Gigi won nine Oscars (a nomination-to-win record not broken until The Return of the King in 2004) and made millions, despite being described critically as “a meal consisting of cheesecake”: the overwhelming Cecil Beaton design—the epitome of 1950s Technicolor chic—looks as edibly sumptuous on a modern flatscreen as it must have in the big, old theaters of the Capote/Hitchcock era. But after Brief Encounter, all that irresistible, infectious happiness, all the charm and wit of Jourdan and Caron, all the ageless ugly-duckling-into-swan mythology, seemed, somehow, on the edge of tragedy and existential terror. As the old women’s eyes light up with pure greed and vicarious lust at the prospect that their wayward schoolgirl will hit the jackpot that they never got near (although the grandmother and Maurice Chevalier sing a plangent minor-key song that reveals they were almost lovers), I found myself strangely moved by the “happy” ending, not because I envied the characters but because it all seemed, suddenly, so impossible: like James McAvoy and Angelina Jolie decades later, these lovers succeed in finding happiness only in the exact moment that they leave reality behind for good—when their elevation from movie life to that rarefied, transcendent state of the Hollywood ending (like Danny and Sandy flying their car into the sky at the end of Grease) pushes them across the border into Valhalla, away from the earth.

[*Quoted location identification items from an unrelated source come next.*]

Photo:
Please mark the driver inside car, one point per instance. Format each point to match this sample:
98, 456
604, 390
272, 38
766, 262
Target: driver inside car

Impossible loves and possible loves; endings both violent and blissful and unbearably tragic (Celia Johnson’s final, tearful embrace with the dull, sweet husband whom she knows for certain is not the love of her life concludes Brief Encounter with a moment of almost unbearable pathos and Aristotelian closure)—four movies in two random pairings that mark out the boundaries of male and female hope, desire, fantasy, joy and loss. Movie love is not real love (and watching romantic movies alone is a kind of addictive masochism), but the truth of art, the prism of cinema across the decades, illuminates the melancholy of a fading evening like every movie screen that ever shone in the darkness.